Nadia Holland was inspired to share her weight loss experience with others. Photo / Supplied
Nadia Holland was inspired to share her weight loss experience with others. Photo / Supplied

Nadia Holland has lost more than 70kg on her way to becoming a yummy mummy - now she wants to share her secrets with other women.

The 32-year-old piled on 36kg while she was pregnant with eldest daughter Isla, leaving her feeling "alienated" and "guilty".

"I'd put on so much weight when I was pregnant and had no idea about what to do to lose it," she says.

With a combination of sensible eating and exercise, Holland managed to lose 43kg by the time her daughter was 15 months old. But after falling pregnant again with daughter Chelsea two months later, she fell back into her old habits.

She put on another 30kg but managed to lose it again - leaving her determined to help other women from making the same mistakes.

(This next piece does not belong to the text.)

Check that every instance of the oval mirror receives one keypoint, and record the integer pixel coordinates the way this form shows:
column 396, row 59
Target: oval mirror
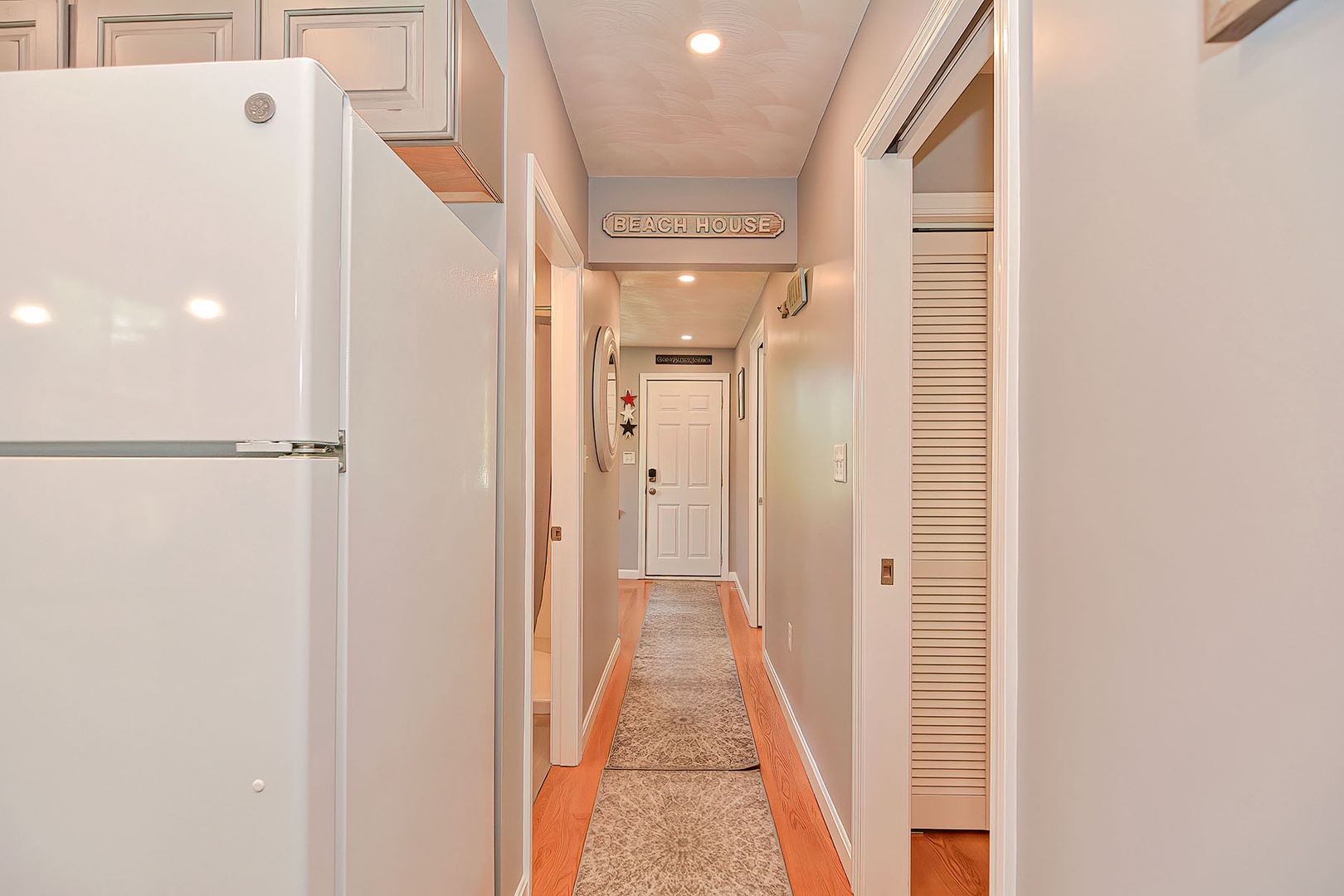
column 606, row 367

The result is a book, The Yummy Mummy, written with dietitian Nicky McCarthy.

Nadia says the name is tongue-in-cheek, rather than a signal that new mums should be stick-thin and wearing full makeup and heels every day.

"What I set out to do was to help other women who might be in the same situation as me and put on a bit more than the 12kg that the pregnancy books tell you you should."

One of the biggest problems she faced was subscribing to the theory that pregnant women should eat for two.

Dietitian Caryn Zinn says that's a trap many fall into.

"It's not really eating for two, it's eating for one and a bit. The weight gain needs to be steady and controlled."

Personal trainer and midwife Fiona Ross says new mums often rush back into exercise, forgetting the body has been "battered and bruised".

"I see mums coming into the gym because they're desperate to get back into shape," says Ross. "But they're actually not in any physical shape to be going straight back into sport."

Plunket clinical adviser Allison Jamieson says most women lose the weight they gain through breastfeeding. Those who need more help should avoid crash diets and talk about weight loss with a medical professional.

Eating during pregnancy is the subject of research at Otago University.

Dr Colin Brown and Professor Dave Grattan have received a grant from the Government's Marsden Fund for their three-year project Eating for Two.

It aims to determine whether two pregnancy hormones interact to drive overeating and weight gain.

Tips from the book:

* Ditch the word 'diet'. Think of it as a process of remodelling yourself.

* Understand the basics. Weight loss is about "energy in" versus "energy out".

* Talk yourself up. Lack of confidence is the greatest obstacle.

* Use your child(ren) as motivation: Do you want to be the "fat mum" at the school gates?

* The sooner you start, the better for your health; being overweight has serious health implications.

* Set realistic goals slow and steady wins the race.

The Yummy Mummy, New Holland, $29.99.